Walnut Creek Short Film Festival

Get your film-mazing fill of brevity-rocking tales.

WAY BACK WHEN, well over a century ago, when cinematic wonders began to first flicker onto walls and bed sheets and the screens of vaudeville houses, storytelling was, to put it succinctly, succinct. A filmmaker set up the characters, the setting, and the plot, and zippity-phoosh, the movie was off and running and over practically before the viewer had time to eat any candy. But somewhere along the way, with the evolution of the modern cinema, and the multiplex, and the invention of television, a movie got rather longer. No longer did films play like "A Trip to the Moon" (a tidy 16 minutes). Now a story unfurled in an hour, two hours, even three. Which is a-ok, as many film fans do love a deep dive, but finding shorter, sprightlier cineworks can take a little effort. That effort will be eased, in Walnut Creek, however, from Friday, May 20 through Sunday, May 22, when the 4th Annual Walnut Creek International Short Film Festival debuts with a popcorn bucket full of tasty treats.

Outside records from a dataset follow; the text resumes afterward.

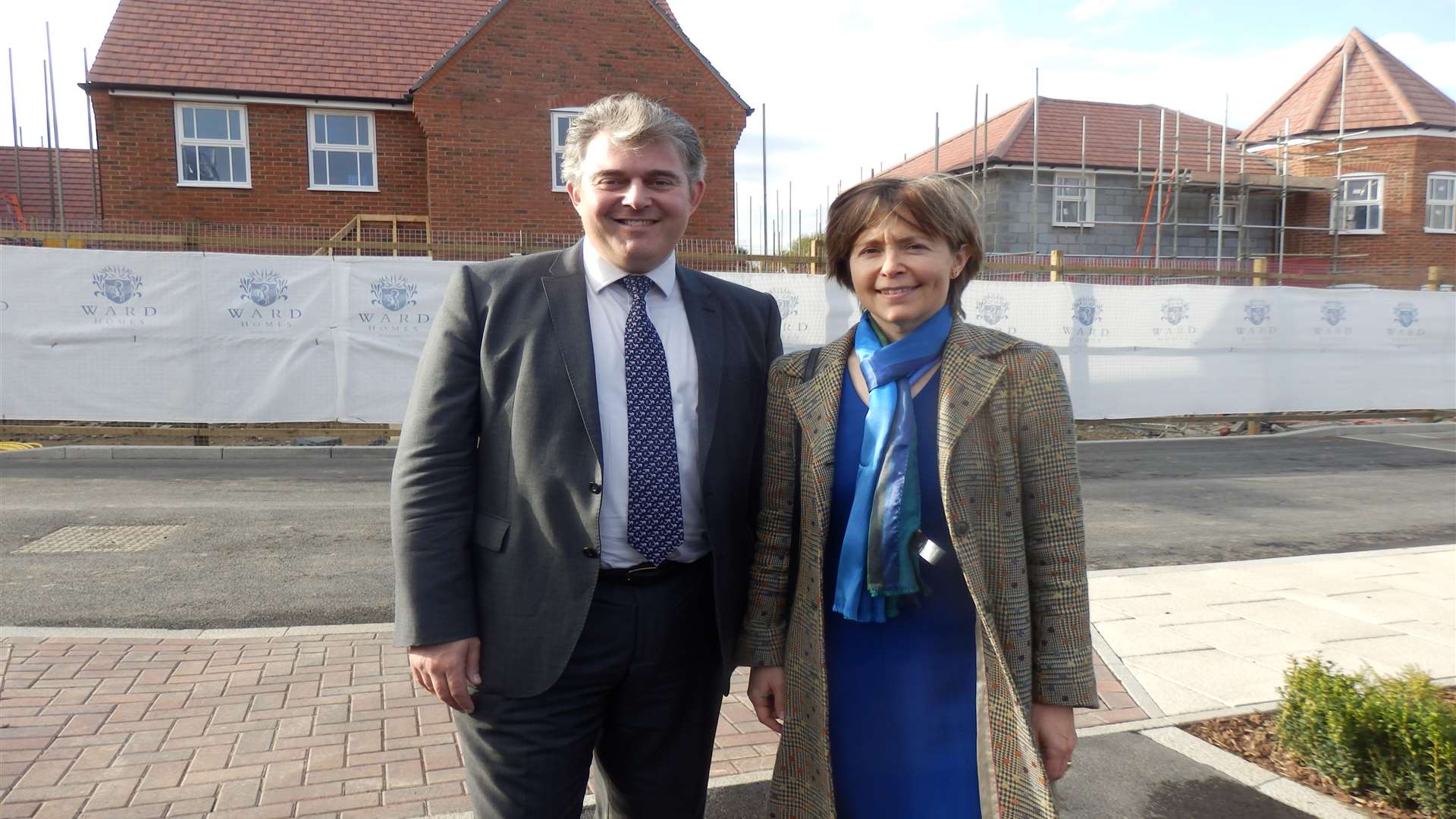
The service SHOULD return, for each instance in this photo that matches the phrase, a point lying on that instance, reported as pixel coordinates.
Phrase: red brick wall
(1405, 246)
(136, 140)
(487, 112)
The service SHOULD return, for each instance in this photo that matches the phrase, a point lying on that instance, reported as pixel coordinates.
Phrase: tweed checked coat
(1012, 502)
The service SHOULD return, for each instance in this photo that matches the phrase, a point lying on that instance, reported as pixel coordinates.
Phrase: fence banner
(114, 335)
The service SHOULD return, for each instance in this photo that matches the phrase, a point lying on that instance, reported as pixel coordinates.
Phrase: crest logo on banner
(1407, 315)
(992, 309)
(394, 293)
(1087, 311)
(117, 283)
(1175, 311)
(264, 287)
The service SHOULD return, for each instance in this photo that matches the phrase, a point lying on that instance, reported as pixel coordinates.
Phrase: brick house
(1395, 167)
(1095, 168)
(275, 112)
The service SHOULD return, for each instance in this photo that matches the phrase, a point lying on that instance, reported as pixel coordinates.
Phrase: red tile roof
(329, 49)
(1381, 93)
(36, 183)
(1111, 139)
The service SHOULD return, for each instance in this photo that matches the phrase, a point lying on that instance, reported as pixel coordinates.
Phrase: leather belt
(647, 573)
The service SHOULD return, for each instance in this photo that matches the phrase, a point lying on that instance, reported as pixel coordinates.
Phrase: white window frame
(557, 146)
(1338, 213)
(194, 142)
(1449, 203)
(1229, 223)
(1087, 200)
(372, 149)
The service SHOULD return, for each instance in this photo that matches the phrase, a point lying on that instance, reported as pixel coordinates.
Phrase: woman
(909, 684)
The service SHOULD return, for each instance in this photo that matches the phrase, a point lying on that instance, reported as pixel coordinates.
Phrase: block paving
(322, 725)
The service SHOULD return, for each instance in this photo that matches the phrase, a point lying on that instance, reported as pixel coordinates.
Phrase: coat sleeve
(1052, 519)
(433, 487)
(766, 620)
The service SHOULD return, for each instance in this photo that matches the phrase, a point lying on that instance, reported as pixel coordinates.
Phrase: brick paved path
(306, 723)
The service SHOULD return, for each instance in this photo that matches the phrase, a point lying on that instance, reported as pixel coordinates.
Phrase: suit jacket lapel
(707, 324)
(565, 286)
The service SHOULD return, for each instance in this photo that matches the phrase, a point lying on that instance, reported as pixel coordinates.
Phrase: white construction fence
(112, 335)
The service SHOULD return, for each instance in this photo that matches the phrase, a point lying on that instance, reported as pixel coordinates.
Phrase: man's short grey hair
(631, 121)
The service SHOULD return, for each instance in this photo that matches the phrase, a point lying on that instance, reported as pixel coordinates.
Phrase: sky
(855, 85)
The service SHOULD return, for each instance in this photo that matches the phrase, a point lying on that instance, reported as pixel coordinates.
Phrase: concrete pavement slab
(1245, 639)
(1128, 774)
(1232, 681)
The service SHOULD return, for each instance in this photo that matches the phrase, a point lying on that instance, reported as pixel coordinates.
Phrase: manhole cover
(101, 539)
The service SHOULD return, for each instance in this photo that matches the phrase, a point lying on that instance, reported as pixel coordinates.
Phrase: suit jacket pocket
(490, 531)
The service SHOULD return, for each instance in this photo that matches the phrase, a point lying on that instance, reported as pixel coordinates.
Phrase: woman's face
(902, 275)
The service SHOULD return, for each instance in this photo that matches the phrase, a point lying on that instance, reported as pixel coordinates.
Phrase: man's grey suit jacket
(495, 493)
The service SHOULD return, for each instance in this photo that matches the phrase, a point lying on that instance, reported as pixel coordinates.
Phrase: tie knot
(637, 284)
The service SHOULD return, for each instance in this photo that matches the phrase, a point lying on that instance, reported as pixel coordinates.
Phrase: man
(576, 488)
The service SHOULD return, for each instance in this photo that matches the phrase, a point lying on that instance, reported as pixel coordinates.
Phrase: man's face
(634, 203)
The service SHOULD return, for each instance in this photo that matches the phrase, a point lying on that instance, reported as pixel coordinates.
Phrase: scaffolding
(1235, 171)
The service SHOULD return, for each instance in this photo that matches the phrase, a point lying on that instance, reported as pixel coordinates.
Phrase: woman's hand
(1055, 730)
(766, 694)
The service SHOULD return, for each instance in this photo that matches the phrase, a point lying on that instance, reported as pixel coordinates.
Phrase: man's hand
(444, 668)
(1056, 736)
(766, 694)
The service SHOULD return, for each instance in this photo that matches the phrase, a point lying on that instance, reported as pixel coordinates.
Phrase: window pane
(213, 164)
(190, 164)
(341, 130)
(344, 168)
(212, 124)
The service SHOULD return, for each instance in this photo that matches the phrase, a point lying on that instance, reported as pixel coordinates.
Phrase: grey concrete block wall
(1006, 212)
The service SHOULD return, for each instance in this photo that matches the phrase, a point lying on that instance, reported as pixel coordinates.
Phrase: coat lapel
(565, 286)
(707, 324)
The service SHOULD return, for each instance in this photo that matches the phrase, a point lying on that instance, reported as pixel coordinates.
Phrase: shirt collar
(601, 273)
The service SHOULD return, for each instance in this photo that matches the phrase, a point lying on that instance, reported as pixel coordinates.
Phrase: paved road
(289, 542)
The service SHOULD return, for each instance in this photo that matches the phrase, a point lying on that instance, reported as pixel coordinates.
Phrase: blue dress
(902, 694)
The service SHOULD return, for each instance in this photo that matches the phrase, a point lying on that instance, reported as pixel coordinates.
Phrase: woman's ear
(959, 260)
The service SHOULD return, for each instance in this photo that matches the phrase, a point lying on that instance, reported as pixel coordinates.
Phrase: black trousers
(639, 692)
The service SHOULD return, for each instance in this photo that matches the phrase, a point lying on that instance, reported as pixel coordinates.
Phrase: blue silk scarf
(875, 564)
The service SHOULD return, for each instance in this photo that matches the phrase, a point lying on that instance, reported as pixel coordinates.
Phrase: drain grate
(99, 539)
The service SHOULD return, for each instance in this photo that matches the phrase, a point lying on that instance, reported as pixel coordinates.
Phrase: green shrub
(1391, 736)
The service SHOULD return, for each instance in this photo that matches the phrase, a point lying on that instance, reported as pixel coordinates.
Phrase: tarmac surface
(306, 541)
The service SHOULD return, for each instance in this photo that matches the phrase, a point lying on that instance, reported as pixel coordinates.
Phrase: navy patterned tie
(654, 490)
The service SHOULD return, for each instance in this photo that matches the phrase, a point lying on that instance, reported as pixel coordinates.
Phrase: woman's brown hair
(940, 205)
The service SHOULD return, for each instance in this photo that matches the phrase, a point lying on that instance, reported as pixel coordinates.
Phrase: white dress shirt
(607, 306)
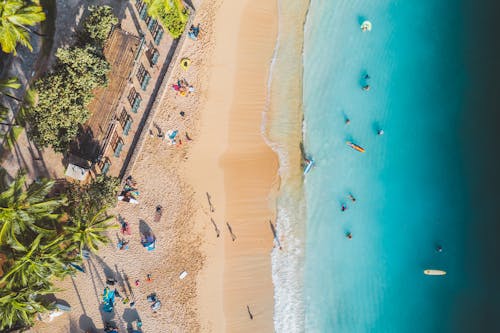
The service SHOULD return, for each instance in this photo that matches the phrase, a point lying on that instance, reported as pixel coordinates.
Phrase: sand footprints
(216, 228)
(209, 199)
(233, 236)
(217, 231)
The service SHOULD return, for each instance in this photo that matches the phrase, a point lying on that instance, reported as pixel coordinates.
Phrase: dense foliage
(36, 245)
(100, 192)
(172, 15)
(16, 16)
(99, 23)
(63, 96)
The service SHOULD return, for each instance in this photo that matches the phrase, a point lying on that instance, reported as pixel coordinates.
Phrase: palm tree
(27, 210)
(15, 18)
(88, 229)
(9, 83)
(162, 10)
(19, 307)
(34, 266)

"OVER 15 COUNTRIES": The selections hail from around the globe, but they aren't all screened one at a time. Rather, there are a dozen blocks, running about 90 minutes each, which means you'll enter multiple worlds over the course of an hour and a half. The place? The Century 14. The gamut? Huge, from funny stuff to horror eekers. Tickets? They're twelve bucks per block, but you can get a day pass for $35. Call a few hours of lickety-split cinema a bracing tonic to the bigger blockbusters of summertime. Ready for a return to the lengths of moviedom's beginnings? Walnut Creek is your brevity-filled font of movie fun.